In each expansion circuit 20 of the present embodiment, each expansion key 22 corresponds to k (2 ≦ k ≦ n) IO ports 11. And k is at least greater than two. That is, each expansion key 22 corresponds to at least two IO ports 11, and one expansion key 22 may correspond to at most all of the n IO ports 11.

It is understood that the number of IO ports 11 connected to the input terminal of the diode group 21 in each expansion circuit 20 may be the same or different, and thus the number of IO ports 11 corresponding to the expansion key 22 in each expansion circuit 20 may be the same or different.

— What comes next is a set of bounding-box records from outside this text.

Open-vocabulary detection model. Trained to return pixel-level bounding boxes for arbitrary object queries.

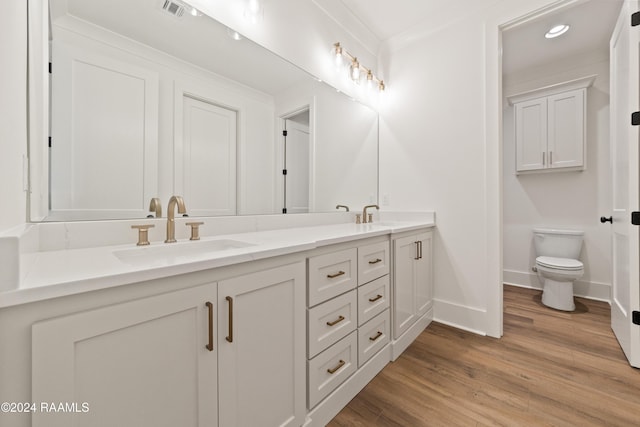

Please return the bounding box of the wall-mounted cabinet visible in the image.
[508,76,596,173]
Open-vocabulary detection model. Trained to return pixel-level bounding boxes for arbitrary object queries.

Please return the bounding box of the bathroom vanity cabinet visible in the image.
[0,223,433,427]
[393,231,433,360]
[32,262,305,427]
[509,76,595,173]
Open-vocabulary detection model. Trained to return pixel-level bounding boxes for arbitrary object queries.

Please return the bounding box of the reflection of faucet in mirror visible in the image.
[164,196,187,243]
[147,197,162,218]
[362,205,380,224]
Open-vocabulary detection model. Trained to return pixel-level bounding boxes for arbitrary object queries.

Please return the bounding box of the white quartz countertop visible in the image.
[0,220,435,308]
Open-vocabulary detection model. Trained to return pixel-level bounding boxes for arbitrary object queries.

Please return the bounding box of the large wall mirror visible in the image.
[29,0,378,221]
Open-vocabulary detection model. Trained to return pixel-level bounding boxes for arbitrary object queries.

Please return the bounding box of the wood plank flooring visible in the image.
[329,286,640,427]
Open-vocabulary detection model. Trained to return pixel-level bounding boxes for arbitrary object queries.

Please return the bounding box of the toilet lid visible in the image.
[536,256,583,270]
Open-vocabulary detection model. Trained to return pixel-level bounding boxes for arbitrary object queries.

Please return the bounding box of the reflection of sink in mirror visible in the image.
[113,239,255,265]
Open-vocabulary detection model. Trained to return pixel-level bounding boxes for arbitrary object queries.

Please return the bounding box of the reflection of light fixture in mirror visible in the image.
[244,0,264,24]
[544,24,569,39]
[227,27,243,41]
[331,42,385,92]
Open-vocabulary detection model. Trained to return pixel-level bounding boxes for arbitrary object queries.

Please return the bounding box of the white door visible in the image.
[286,120,310,213]
[610,0,640,367]
[31,283,218,427]
[50,41,159,219]
[181,95,237,216]
[218,261,306,427]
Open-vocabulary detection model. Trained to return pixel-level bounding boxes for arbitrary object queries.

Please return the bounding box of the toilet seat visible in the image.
[536,256,584,271]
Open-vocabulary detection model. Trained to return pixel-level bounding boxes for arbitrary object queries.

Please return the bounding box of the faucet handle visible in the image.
[131,224,155,246]
[185,221,204,240]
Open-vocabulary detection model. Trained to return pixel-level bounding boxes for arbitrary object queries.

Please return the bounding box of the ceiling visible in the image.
[328,0,622,74]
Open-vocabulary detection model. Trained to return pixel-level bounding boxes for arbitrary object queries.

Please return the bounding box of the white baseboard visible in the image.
[391,308,433,362]
[433,298,487,335]
[502,270,611,304]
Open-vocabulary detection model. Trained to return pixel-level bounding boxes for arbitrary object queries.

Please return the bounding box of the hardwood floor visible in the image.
[329,286,640,427]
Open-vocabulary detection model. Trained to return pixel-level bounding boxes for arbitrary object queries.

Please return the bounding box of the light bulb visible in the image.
[349,58,360,83]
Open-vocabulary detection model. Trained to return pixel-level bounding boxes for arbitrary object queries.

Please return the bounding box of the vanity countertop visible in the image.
[0,217,435,308]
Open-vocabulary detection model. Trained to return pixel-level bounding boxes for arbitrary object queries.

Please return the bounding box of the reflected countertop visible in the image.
[0,215,435,308]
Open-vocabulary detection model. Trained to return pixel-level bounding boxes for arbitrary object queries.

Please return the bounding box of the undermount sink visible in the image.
[113,239,255,265]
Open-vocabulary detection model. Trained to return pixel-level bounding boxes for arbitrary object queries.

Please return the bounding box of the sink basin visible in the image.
[113,239,255,265]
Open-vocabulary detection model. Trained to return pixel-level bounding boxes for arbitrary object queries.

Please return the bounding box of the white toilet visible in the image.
[533,228,584,311]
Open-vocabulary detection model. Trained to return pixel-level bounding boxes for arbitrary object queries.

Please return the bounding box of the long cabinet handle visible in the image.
[327,315,344,326]
[369,294,382,302]
[225,297,233,342]
[205,301,213,351]
[369,331,382,341]
[327,359,347,375]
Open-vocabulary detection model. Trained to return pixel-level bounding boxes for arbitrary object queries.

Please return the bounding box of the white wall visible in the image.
[380,0,564,336]
[0,0,27,233]
[503,56,612,301]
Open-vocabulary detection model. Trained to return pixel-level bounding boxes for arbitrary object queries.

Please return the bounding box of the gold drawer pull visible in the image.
[327,316,344,326]
[225,297,233,342]
[369,294,382,302]
[205,301,213,351]
[327,359,347,375]
[369,331,382,341]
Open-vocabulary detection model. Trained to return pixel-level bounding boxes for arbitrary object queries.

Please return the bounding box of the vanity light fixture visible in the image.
[544,24,569,39]
[331,42,385,92]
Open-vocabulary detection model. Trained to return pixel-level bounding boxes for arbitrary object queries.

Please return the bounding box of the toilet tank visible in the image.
[533,228,584,259]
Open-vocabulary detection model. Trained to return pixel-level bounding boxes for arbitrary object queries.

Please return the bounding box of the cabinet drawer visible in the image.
[308,248,358,307]
[307,331,358,409]
[307,289,358,359]
[358,242,389,285]
[358,274,390,326]
[358,310,391,367]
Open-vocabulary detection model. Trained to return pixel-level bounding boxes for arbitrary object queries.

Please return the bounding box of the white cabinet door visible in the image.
[218,262,306,427]
[393,236,418,338]
[515,98,547,171]
[32,284,218,427]
[414,232,433,317]
[393,231,433,339]
[547,89,586,168]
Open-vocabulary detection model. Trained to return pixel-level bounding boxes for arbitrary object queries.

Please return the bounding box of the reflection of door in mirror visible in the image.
[50,40,159,219]
[181,95,237,216]
[283,109,311,213]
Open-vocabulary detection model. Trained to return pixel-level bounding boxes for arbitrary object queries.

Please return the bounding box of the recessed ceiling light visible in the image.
[544,24,569,39]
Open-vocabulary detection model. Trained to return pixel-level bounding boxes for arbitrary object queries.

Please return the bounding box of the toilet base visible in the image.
[542,278,576,311]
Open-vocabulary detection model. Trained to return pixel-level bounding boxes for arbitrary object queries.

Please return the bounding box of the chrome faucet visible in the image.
[147,197,162,218]
[362,205,380,224]
[164,196,187,243]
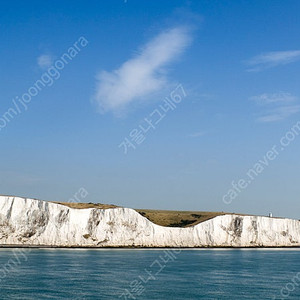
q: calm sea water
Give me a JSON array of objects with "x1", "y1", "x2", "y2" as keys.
[{"x1": 0, "y1": 249, "x2": 300, "y2": 300}]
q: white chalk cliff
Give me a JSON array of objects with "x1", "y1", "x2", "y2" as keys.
[{"x1": 0, "y1": 196, "x2": 300, "y2": 247}]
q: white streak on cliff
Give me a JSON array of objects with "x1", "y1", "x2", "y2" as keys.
[{"x1": 0, "y1": 196, "x2": 300, "y2": 247}]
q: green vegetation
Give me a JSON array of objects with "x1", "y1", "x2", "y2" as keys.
[{"x1": 54, "y1": 202, "x2": 225, "y2": 227}]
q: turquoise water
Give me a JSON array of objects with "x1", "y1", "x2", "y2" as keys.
[{"x1": 0, "y1": 249, "x2": 300, "y2": 300}]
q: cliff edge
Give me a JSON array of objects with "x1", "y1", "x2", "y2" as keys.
[{"x1": 0, "y1": 196, "x2": 300, "y2": 247}]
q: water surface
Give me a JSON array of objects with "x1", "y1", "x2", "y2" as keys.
[{"x1": 0, "y1": 249, "x2": 300, "y2": 300}]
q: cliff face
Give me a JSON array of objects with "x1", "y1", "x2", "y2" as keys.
[{"x1": 0, "y1": 196, "x2": 300, "y2": 247}]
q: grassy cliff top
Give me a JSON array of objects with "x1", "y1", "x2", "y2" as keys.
[{"x1": 54, "y1": 202, "x2": 225, "y2": 227}]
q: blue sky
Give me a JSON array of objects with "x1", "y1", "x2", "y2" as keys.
[{"x1": 0, "y1": 0, "x2": 300, "y2": 218}]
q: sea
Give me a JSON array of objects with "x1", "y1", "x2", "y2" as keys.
[{"x1": 0, "y1": 248, "x2": 300, "y2": 300}]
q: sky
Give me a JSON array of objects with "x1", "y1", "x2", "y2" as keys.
[{"x1": 0, "y1": 0, "x2": 300, "y2": 219}]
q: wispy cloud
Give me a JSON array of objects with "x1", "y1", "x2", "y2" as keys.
[
  {"x1": 250, "y1": 92, "x2": 297, "y2": 105},
  {"x1": 189, "y1": 131, "x2": 206, "y2": 138},
  {"x1": 247, "y1": 50, "x2": 300, "y2": 72},
  {"x1": 93, "y1": 27, "x2": 191, "y2": 112},
  {"x1": 250, "y1": 92, "x2": 300, "y2": 123},
  {"x1": 37, "y1": 54, "x2": 54, "y2": 69}
]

When the number of IO ports 11 connected to the input terminals of the diode group 21 in each expansion circuit 20 is the same, the IO ports 11 corresponding to each expansion circuit 20 may be combined in various ways. For example, when the number of the IO ports 11 is 4, the IO ports 11 include GPIO-1, GPIO-2, GPIO-3, GPIO-4. When the input end of the diode group 21 comprises two input ends, the input ends of the diode group 21 can be correspondingly electrically connected with the GPIO-1 and the GPIO-2; (GPIO-1, GPIO-3); (GPIO-2, GPIO-3); (GPIO-1, GPIO-4); (GPIO-2, GPIO-4); (GPIO-3, GPIO-4)6 combinations of IO ports 11. Therefore, when the input terminals of the diode group 21 include two input terminals, the number of the extension circuits 20 and the extension keys 22 is 6 at most.

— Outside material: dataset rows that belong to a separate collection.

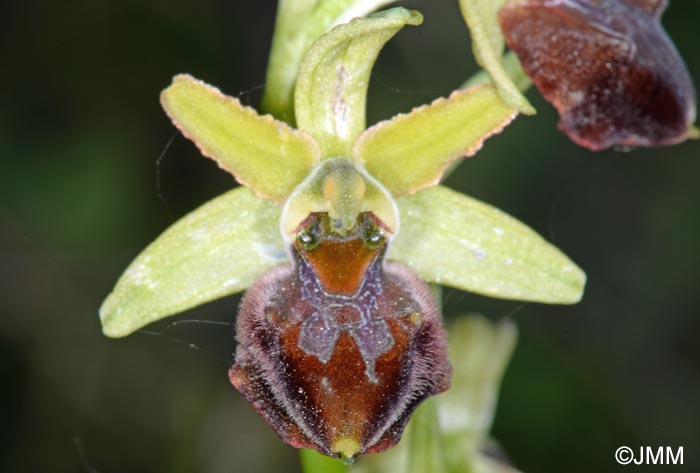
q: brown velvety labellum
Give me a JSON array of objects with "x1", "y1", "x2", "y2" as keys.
[
  {"x1": 499, "y1": 0, "x2": 696, "y2": 150},
  {"x1": 229, "y1": 213, "x2": 451, "y2": 457}
]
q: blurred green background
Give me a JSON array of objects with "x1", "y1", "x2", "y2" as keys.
[{"x1": 0, "y1": 0, "x2": 700, "y2": 473}]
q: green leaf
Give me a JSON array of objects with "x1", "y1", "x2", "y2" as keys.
[
  {"x1": 100, "y1": 187, "x2": 288, "y2": 337},
  {"x1": 294, "y1": 8, "x2": 423, "y2": 157},
  {"x1": 353, "y1": 85, "x2": 517, "y2": 196},
  {"x1": 459, "y1": 0, "x2": 535, "y2": 115},
  {"x1": 262, "y1": 0, "x2": 400, "y2": 124},
  {"x1": 388, "y1": 186, "x2": 586, "y2": 304},
  {"x1": 161, "y1": 74, "x2": 320, "y2": 202}
]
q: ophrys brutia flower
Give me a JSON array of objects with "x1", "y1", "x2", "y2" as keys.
[{"x1": 100, "y1": 8, "x2": 585, "y2": 457}]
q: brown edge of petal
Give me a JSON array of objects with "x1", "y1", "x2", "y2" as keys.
[
  {"x1": 160, "y1": 74, "x2": 321, "y2": 203},
  {"x1": 352, "y1": 83, "x2": 518, "y2": 197}
]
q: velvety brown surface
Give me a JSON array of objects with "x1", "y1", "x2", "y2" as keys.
[{"x1": 500, "y1": 0, "x2": 695, "y2": 150}]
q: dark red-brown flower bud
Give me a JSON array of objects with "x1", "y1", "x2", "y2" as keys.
[
  {"x1": 499, "y1": 0, "x2": 696, "y2": 150},
  {"x1": 229, "y1": 212, "x2": 451, "y2": 457}
]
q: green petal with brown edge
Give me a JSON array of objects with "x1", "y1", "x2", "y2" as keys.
[
  {"x1": 459, "y1": 0, "x2": 536, "y2": 115},
  {"x1": 294, "y1": 8, "x2": 423, "y2": 157},
  {"x1": 353, "y1": 84, "x2": 517, "y2": 196},
  {"x1": 388, "y1": 186, "x2": 586, "y2": 304},
  {"x1": 160, "y1": 74, "x2": 320, "y2": 202},
  {"x1": 262, "y1": 0, "x2": 400, "y2": 123},
  {"x1": 100, "y1": 187, "x2": 288, "y2": 337}
]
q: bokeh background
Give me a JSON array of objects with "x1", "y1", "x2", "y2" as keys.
[{"x1": 0, "y1": 0, "x2": 700, "y2": 473}]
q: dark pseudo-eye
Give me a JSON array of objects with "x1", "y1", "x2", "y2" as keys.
[
  {"x1": 297, "y1": 230, "x2": 318, "y2": 250},
  {"x1": 499, "y1": 0, "x2": 696, "y2": 150},
  {"x1": 229, "y1": 213, "x2": 451, "y2": 457}
]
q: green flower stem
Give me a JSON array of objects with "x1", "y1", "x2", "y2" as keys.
[
  {"x1": 459, "y1": 51, "x2": 532, "y2": 93},
  {"x1": 459, "y1": 0, "x2": 536, "y2": 115},
  {"x1": 406, "y1": 397, "x2": 447, "y2": 473},
  {"x1": 262, "y1": 0, "x2": 393, "y2": 124}
]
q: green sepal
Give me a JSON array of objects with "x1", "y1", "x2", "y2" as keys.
[
  {"x1": 100, "y1": 187, "x2": 288, "y2": 337},
  {"x1": 353, "y1": 84, "x2": 517, "y2": 196},
  {"x1": 294, "y1": 8, "x2": 423, "y2": 157},
  {"x1": 388, "y1": 186, "x2": 586, "y2": 304},
  {"x1": 161, "y1": 74, "x2": 321, "y2": 202},
  {"x1": 262, "y1": 0, "x2": 393, "y2": 124},
  {"x1": 459, "y1": 0, "x2": 536, "y2": 115}
]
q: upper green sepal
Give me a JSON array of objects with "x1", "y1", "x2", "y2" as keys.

And the number of IO ports 11 to which the input terminals of the diode group 21 in each of the expansion circuits 20 are connected may also be different. For example, on the basis that the input terminal of the diode group 21 includes two input terminals, the input terminal of the diode group 21 in the expansion circuit 20 may further include three and more input terminals. The expansion keys 22 in the expansion circuit 20 correspond to three and more inputs. When the diode group 21 in each expansion circuit 20 includes all the input terminals of 2 to 4, the number of the expansion circuits 20 and the expansion keys 22 is 2 at this time⁴-4-1 ═ 11.

In other embodiments, when there are 3 IO ports, the number b of the expansion keys 22 satisfies the following condition: b is more than or equal to 1 and less than or equal to 2³-3-1; i.e. the number of expansion keys 22 is at most 4. When there are 5 IO ports, the number b of the expansion keys 22 satisfies the following condition: b is more than or equal to 1 and less than or equal to 2⁵-5-1; i.e. the maximum number of expansion keys 2226. When there are 6 IO ports, the number b of the expansion keys 22 satisfies the following condition: b is more than or equal to 1 and less than or equal to 2⁶-6-1; i.e. the number of expansion keys 22 is at most 57.

According to the key circuit provided by the utility model, a plurality of expansion circuits 20 are arranged, and each expansion circuit 20 comprises a diode group 21 and an expansion key 22; the input end of the diode group 21 comprises k (k is more than or equal to 2 and less than or equal to n), the k input ends of the diode group 21 are respectively electrically connected with the IO ports 11 with corresponding quantity, and key scanning is carried out by utilizing the expansion keys 22 corresponding to the IO ports 11, so that the IO ports 11 are fully utilized, the key scanning number is increased, the utilization rate of the IO ports 11 of the embedded development board during key scanning is increased, and the defect that the number of the keys for scanning the IO ports 11 on the embedded development board is small in the prior art is overcome.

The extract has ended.